Closed-Loop Control with Rule-Aligned Small Language Models and Multi-Agent Self-Correction

Abstract: A key step toward autonomous industrial operation is the ability to create and reconfigure control policies from natural-language requirement specifications, with minimal or no manual redesign. In this setting, policy generation by AI agents can be a credible path when paired with a plant-aware validator (e.g., a digital twin) that can check generated candidate actions before execution. However, practical deployment is constrained by inference latency and compute footprint: large cloud-based models are often too slow, opaque, or data-sensitive for edge closed-loop use.

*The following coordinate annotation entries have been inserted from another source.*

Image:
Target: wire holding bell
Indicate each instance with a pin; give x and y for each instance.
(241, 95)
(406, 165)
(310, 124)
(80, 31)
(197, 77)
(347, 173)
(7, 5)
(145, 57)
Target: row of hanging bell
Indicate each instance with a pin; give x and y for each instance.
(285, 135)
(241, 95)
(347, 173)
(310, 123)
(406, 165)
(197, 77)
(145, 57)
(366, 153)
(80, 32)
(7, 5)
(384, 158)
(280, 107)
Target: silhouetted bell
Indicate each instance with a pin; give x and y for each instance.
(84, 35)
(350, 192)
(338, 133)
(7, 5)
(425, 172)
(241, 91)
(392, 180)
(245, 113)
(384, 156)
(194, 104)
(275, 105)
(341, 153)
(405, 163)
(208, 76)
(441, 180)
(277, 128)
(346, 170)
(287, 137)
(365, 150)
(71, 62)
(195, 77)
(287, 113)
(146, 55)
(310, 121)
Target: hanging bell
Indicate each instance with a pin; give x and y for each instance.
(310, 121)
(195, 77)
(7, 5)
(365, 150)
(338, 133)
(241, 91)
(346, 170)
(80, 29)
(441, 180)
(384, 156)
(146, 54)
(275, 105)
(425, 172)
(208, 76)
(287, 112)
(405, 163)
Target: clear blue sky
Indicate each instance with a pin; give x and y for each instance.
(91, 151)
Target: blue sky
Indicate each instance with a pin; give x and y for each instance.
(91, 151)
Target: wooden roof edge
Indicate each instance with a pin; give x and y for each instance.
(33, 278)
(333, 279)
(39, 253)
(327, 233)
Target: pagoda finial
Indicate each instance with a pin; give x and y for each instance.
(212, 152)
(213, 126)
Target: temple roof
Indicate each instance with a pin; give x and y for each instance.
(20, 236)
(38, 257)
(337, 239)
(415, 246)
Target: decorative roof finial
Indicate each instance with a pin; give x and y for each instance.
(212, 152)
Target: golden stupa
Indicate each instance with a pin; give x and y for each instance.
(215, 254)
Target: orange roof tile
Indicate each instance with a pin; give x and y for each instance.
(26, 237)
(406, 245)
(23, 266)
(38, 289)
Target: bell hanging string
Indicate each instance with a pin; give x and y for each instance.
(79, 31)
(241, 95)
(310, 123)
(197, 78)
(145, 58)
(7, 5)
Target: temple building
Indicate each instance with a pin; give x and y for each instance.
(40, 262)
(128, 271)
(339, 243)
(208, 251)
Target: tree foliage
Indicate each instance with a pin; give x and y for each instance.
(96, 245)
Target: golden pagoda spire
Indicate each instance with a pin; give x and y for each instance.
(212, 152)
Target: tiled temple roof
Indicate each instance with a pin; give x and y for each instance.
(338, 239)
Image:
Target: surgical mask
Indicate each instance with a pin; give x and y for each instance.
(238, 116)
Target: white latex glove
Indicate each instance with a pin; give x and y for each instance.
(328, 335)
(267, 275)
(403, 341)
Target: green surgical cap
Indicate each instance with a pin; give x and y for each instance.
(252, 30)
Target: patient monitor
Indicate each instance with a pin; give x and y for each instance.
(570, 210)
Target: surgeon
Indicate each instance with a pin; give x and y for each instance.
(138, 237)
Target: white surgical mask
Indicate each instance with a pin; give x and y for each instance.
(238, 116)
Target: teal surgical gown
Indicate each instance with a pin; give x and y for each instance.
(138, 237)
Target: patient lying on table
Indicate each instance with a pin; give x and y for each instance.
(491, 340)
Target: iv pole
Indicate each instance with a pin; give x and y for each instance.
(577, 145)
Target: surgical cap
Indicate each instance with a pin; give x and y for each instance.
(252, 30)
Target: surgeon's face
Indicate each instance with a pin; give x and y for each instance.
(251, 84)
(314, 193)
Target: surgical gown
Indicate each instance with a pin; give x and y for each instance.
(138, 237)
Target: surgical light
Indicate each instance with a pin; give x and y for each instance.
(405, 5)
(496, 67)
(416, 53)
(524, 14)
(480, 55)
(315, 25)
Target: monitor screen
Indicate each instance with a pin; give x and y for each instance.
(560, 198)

This work investigates whether a compact Small Language Model (SLM) can be retrained for control reasoning and embedded in a validator-guided correction loop. We use a Qwen2.5-1.5B model aligned via Group Relative Policy Optimization (GRPO), combined with (i) an action agent, (ii) a symbolic/digital-twin-style validation layer, and (iii) a reprompting agent that iteratively steers outputs toward valid actions. In randomized thermal-control simulations (30 experiments with 500 steps each), the framework achieves 91.5% average action-alignment accuracy (86.3%--100% across cases) at 3.84\,s mean inference latency. Under symbolic re-mapping, it maintains a 95% in-range rate, indicating robust physical regulation despite reduced token-level agreement. These results support SLM+validator architectures as a practical path toward reconfigurable autonomous control at the edge.